Dgraph can't horizontally scale write speeds

@vikram

My single node setup was about the same as yours, one alpha, one zero with default config on a HP Spectre.

1 TB SSD, 16GB memory, i7 quad-core. I think LRU was set to 2GB as well. Pretty much standard I would say.

Cluster setup was the docker-compose with 3 alphas, 3 zeroes + ratel + ngnix load balancer dispatching each request to one of the three alphas.
The low latency was measured on many single transaction of mixed read & write, just as your typical web application would do so no batching nor sequential upserts.

Sequential inserts seem to cause some problems in DGraph, one way or the other, I think there are a number of reports very similar to yours. Also, you have to be mindful of memory configuration and some really weirdo stuff on sustained writes. If this issue is correct, you can expect about 10k online transactions per sec so technically your insert should take no more than 10 - 20 seconds, plus some overhead for adding edges, which raises some really, really hard questions.

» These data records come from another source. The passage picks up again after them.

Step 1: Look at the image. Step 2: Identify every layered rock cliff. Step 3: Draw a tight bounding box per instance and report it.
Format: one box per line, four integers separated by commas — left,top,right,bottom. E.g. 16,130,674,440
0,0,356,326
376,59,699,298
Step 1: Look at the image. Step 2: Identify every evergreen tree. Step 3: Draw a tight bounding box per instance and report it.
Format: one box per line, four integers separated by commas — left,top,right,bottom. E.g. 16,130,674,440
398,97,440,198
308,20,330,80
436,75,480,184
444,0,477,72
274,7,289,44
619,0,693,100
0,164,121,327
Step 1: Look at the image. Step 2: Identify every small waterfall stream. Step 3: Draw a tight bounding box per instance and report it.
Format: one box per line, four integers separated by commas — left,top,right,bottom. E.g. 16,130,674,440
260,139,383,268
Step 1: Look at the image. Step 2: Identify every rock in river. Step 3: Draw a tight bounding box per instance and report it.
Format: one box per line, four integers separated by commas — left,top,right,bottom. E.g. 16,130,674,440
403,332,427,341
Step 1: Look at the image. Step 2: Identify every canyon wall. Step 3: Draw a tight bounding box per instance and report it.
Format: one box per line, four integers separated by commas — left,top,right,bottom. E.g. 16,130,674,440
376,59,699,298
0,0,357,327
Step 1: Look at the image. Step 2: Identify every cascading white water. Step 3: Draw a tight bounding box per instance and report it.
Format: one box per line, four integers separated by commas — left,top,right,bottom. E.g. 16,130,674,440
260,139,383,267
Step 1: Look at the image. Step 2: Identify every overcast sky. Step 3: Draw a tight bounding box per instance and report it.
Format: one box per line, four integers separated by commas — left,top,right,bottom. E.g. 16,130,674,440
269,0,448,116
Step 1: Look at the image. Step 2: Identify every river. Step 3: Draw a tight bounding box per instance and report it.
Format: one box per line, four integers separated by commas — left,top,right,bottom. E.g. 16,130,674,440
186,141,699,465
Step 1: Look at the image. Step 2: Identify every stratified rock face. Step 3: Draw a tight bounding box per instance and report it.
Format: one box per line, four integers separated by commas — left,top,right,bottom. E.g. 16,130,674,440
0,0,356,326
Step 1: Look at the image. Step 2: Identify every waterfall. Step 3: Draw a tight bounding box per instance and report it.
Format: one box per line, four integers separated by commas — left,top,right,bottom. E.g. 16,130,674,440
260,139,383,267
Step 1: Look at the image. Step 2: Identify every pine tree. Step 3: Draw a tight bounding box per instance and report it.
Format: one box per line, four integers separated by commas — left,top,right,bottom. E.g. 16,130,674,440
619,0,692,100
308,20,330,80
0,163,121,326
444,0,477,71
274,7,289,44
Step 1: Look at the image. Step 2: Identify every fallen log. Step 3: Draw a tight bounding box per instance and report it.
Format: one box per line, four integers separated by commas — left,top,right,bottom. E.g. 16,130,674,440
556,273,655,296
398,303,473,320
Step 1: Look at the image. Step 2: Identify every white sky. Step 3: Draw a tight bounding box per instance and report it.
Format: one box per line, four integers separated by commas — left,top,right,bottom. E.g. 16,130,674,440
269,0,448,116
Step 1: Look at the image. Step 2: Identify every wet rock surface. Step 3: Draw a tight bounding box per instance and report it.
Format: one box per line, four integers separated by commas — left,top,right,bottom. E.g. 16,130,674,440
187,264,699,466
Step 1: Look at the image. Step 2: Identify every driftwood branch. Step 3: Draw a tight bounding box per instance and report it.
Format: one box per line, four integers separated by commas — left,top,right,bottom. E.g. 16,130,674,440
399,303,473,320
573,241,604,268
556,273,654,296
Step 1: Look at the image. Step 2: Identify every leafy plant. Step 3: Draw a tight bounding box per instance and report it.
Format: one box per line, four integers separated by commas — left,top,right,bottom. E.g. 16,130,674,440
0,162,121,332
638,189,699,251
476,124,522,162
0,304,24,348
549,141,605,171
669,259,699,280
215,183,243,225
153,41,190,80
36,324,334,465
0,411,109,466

=> each tnx searched for V1 and V2, then added edge between the two V1 → V2
This took ~22 minutes!

On just 88k nodes? This is unreal, really, and I don’t think I have ever seen that before.

A few days ago, I did an evaluation of ArrangoDB, and given your node is sufficiently powerful, it runs relatively fast and scales nicely and their cluster setup is among the fastest I have done in quite a while. The enterprise version is free, but you need to claim your key and add it to the deployment.yaml. They claim some substantial performance gains over Janus and can handle 1Gb/sec write load, given a big enough cluster size, so I would do a comparison.

That said for my cluster deployment, I ran into some problems, reported a number of issued, asked in the forum a few times, got told I should solve the missing security myself, emailed DGraph twice, never got a reply, and you know, meanwhile I have given up on it. They have some good ideas, and I tried hard to make it work, but for us, it just doesn’t work in practice.